Text your questions to 913-363-1234.


Request Your Wealth Analysis by going to www.yourwealthanalysis.com.

Transcript

Mike

Welcome to How to Retire on Time, a show that answers your questions about all things retirement, including income, taxes, Social Security, health care, and more. This show is an extension of the book, How to Retire on Time, which you can grab today on Amazon or by going to www.how to retire on time.com. My name is Mike Decker. I'm the author of the book, How to Retire on Time, but I'm also a licensed financial adviser, insurance agent, and tax professional, which means when it comes to financial topics, we can pretty much discuss it all. Now that said, please remember this is just to show.

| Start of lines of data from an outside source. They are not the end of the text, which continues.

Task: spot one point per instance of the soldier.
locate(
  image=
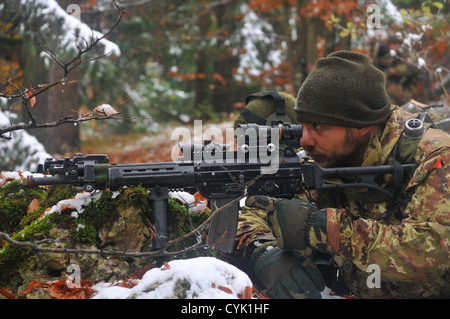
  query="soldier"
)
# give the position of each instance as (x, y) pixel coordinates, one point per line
(402, 242)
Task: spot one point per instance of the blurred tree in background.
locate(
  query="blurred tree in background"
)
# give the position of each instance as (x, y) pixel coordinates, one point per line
(182, 60)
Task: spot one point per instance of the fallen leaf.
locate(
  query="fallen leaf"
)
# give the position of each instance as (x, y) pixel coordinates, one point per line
(105, 109)
(7, 293)
(33, 205)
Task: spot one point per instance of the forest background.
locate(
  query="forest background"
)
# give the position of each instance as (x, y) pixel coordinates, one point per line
(170, 62)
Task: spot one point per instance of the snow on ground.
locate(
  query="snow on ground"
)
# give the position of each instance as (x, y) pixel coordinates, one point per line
(208, 278)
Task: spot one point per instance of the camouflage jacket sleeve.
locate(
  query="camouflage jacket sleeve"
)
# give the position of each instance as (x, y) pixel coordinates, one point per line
(416, 249)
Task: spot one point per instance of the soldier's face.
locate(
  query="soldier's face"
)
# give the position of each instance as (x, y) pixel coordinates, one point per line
(334, 146)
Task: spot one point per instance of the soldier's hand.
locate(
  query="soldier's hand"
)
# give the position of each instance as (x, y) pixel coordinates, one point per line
(287, 274)
(290, 220)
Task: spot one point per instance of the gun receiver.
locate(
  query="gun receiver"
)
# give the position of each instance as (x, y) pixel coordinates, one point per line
(230, 176)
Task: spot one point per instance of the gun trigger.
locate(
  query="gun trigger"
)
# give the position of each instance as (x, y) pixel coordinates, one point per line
(89, 171)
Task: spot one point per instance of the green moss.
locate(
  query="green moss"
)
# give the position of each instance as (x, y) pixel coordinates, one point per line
(15, 198)
(84, 233)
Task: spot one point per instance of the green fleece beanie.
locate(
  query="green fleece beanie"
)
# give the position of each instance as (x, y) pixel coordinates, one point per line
(344, 89)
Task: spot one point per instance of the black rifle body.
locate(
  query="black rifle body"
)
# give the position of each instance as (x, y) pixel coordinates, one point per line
(222, 181)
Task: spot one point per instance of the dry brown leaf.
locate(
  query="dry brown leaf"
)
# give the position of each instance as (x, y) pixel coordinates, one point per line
(105, 110)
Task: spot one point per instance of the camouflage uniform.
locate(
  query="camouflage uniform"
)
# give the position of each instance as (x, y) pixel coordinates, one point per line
(412, 253)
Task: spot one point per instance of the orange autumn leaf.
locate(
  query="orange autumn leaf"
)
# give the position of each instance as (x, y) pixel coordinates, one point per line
(8, 294)
(31, 100)
(105, 110)
(438, 164)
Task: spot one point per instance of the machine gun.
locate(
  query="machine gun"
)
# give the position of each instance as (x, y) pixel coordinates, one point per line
(228, 177)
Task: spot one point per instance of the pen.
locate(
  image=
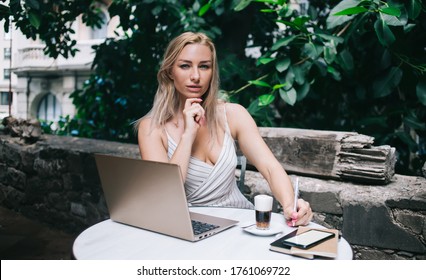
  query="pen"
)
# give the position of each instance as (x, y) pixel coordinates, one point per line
(296, 194)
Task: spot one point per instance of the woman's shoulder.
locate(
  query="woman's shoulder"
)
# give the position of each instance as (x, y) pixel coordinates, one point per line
(145, 126)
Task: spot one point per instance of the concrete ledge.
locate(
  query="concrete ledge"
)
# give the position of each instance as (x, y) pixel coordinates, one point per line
(55, 181)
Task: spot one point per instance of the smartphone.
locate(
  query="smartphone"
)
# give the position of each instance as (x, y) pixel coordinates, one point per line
(308, 238)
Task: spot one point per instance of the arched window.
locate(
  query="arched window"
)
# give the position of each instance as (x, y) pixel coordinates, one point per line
(49, 108)
(101, 33)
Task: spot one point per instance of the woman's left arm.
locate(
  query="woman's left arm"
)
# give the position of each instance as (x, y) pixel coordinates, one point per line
(245, 131)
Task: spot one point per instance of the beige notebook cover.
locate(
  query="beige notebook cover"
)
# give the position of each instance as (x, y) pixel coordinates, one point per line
(327, 248)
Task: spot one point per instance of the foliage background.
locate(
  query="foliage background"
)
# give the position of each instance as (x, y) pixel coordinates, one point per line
(361, 70)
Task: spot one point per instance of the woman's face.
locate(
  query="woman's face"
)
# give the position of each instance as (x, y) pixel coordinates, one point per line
(192, 71)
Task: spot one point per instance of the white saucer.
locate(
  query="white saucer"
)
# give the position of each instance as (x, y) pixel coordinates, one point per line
(274, 228)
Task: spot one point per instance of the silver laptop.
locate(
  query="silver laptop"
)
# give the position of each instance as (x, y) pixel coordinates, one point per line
(151, 195)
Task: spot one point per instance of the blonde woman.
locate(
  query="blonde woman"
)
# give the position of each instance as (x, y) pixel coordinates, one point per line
(190, 127)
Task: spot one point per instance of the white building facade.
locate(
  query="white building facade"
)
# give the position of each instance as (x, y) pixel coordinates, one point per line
(40, 86)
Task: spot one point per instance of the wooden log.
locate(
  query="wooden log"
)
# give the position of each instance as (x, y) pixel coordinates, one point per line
(339, 155)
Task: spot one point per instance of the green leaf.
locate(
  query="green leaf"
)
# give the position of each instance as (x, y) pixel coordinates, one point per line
(267, 11)
(334, 73)
(242, 5)
(334, 21)
(34, 4)
(391, 11)
(331, 38)
(204, 9)
(289, 96)
(278, 86)
(421, 92)
(387, 83)
(392, 20)
(383, 32)
(259, 83)
(283, 42)
(311, 50)
(346, 60)
(330, 52)
(351, 11)
(283, 64)
(414, 8)
(266, 99)
(303, 91)
(266, 60)
(35, 19)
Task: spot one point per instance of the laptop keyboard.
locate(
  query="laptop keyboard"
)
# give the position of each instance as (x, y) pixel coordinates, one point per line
(200, 227)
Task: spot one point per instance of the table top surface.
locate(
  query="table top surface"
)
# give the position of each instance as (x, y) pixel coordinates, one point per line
(112, 240)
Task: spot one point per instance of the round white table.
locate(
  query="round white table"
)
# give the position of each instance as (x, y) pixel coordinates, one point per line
(112, 240)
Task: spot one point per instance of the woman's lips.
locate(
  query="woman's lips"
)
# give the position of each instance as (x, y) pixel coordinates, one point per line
(194, 88)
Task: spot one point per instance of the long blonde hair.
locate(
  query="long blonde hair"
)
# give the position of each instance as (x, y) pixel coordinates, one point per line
(167, 101)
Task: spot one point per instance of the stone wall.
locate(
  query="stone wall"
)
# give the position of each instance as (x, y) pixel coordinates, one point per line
(55, 181)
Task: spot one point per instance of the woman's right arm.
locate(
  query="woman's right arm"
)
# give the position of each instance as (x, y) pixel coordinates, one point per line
(152, 146)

Everything you hear should be considered informational as in not financial advice. If you want personalized financial advice, then request Your Wealth Analysis from my team today by going to www.yourwealthanalysis.com. With me in the studio today is my colleague, mister David Fransen. David, thanks for being here.

David

Yes. Thank you for having me.

Mike

David's gonna be reading your questions, and I'm gonna do my best to answer them. You can send your questions in by either texting them to 913-363-1234, or you can email them to hey mike at how to retire on time.com. Let's begin.

David

Hey, Mike. Is it ever okay to dip into your principle?

Mike

Yes. It is. Now this is very controversial because we've been conditioned for our entire life. Never touch your principle.

David

What do you touch then instead?

Mike

So this is where the nuance comes into play. Old school sentiment would have you not touch principal because you're receiving income from dividends. So in that sense, you would never touch principal because you need to hold your blue chip stocks, your municipal bonds, your whatever is paying you the dividend because you're living off the dividends. Now dividends are becoming less and less competitive. So some people would venture out into maybe taking income from growth.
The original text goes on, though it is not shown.